Rendere reale, vero e riconoscibile il mondo dei sedicenni di oggi, come di ieri o di domani, è difficile se non si hanno nel proprio arco le frecce giuste. Qui, al servizio di Bessegato c’è innanzitutto Ludovico Tersigni che dal suo esordio non ha mai deluso. È uno dei più talentuosi attori italiani di oggi, il cui personaggio, pur lontano anni luce dall’inetto e già iconico protagonista di Slam – Tutto per una ragazza (Andrea Molaioli, 2017), è ugualmente incisivo e spiazzante nel suo particolare approccio al personaggio. Grazie alla sua istintiva fisicità Tersigni ha la capacità di modulare le caratteristiche tipologiche fondamentali dei suoi personaggi, senza scadere nella macchietta o nel puro imitativo. Possiede una vera e propria maschera evocativa, la cui versatilità è da applausi, e che unita ad una modulazione vocale matura e controllata completano un corpo attoriale unico. Al suo fianco c’è Ludovica Marino è l’attrice rivelazione della serie, una ragazza, Eva, acqua e sapone e dal gran fascino rustico che vive un momento travagliato della sua adolescenza. Attrice abile in scena quanto nella modulazione vocale, sulla quale insisto molto perché da sempre tasto dolente della scuola italiana, regolarmente teatrale se non addirittura declamatoria. Il terzetto protagonista – perché di tale si tratta – è completato da Federico Cesari, attore davvero gradevole e dotato pure di una buona verve comica che ha infatti il ruolo dell’amico simpatico e rompiscatole, l’archetipale buffone che arriva al momento sbagliato – o forse no – che non ne fa mai una giusta – o forse no – e che come candido ingenuo non sa mai quando chiudere la bocca – o forse no. Un personaggio a tutto tondo, quindi, nonostante il carattere basico della caratterizzazione, giocato sulla plasticità del volto e della voluta maldestra presenza scenica. Interessante quindi vederne l’evoluzione misteriosa ed ambigua lungo l’arco dei vari episodi.
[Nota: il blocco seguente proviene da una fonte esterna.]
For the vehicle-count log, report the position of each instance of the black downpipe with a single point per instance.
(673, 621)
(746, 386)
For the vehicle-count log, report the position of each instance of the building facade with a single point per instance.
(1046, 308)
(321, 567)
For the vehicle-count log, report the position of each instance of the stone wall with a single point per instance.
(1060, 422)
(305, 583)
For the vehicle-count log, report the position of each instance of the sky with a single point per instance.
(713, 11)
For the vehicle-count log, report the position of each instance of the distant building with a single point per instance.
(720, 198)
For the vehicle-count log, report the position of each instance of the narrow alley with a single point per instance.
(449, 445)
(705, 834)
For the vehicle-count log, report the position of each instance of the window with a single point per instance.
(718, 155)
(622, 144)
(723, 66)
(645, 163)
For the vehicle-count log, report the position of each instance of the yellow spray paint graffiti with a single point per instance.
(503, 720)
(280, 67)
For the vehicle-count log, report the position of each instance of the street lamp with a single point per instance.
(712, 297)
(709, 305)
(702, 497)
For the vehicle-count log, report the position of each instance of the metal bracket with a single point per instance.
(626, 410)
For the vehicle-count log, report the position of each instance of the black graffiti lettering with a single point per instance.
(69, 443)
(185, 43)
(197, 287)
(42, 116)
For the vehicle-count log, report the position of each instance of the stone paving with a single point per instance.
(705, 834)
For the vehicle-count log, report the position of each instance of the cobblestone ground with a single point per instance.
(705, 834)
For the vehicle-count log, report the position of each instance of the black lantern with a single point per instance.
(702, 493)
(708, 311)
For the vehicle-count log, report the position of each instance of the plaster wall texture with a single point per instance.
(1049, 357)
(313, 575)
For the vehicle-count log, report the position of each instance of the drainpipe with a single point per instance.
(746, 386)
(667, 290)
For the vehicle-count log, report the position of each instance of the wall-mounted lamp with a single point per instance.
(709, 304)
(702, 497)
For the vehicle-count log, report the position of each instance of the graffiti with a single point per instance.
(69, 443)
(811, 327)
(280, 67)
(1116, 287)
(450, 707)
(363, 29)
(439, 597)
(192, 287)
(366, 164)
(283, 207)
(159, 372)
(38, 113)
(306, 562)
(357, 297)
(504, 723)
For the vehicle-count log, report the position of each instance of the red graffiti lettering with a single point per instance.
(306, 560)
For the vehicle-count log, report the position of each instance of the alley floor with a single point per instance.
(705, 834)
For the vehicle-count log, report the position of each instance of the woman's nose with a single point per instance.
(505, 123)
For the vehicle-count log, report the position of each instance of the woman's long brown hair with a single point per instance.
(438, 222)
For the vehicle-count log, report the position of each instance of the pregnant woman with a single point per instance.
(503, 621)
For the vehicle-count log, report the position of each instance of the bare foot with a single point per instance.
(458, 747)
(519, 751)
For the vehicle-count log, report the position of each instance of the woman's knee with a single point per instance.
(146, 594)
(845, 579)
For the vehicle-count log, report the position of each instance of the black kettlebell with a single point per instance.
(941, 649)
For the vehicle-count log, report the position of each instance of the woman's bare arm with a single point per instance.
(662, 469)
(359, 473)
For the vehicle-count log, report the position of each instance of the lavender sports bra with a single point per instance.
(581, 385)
Il resto degli attori, tra secondari e marginali, conta ugualmente su attrici e attori in ottima forma e soprattutto sempre in parte come Benedetta Gargari, di felina bellezza, che all’interno del sistema dei personaggi ricopre un ruolo ambiguo, notturno, umbratile. Beatrice Bruschi, che da vita a Sana, ragazza di padre musulmano e madre pescarese che veste con abiti tradizionali e per questo non è ben vista a scuola. Martina Lelio e Greta Ragusa, le due ragazze che danno vita al gruppo di queste nerds marginalizzate dalla scuola. Giancarlo Commare e Luca Grispini infine, danno vita ai due “farabutti” della serie proprio grazie alla bellezza e alla presenza scenica che li distingue dagli altri attori e che quindi, diegeticamente, li trasforma negli oggetti di desiderio di ogni ragazza della scuola.
Dalla regia agli attori, dal testo alla forma distributiva, Skam Italia è una serie di successo senza dover essere necessariamente commerciale, bassa e generalista. Tutt’altro.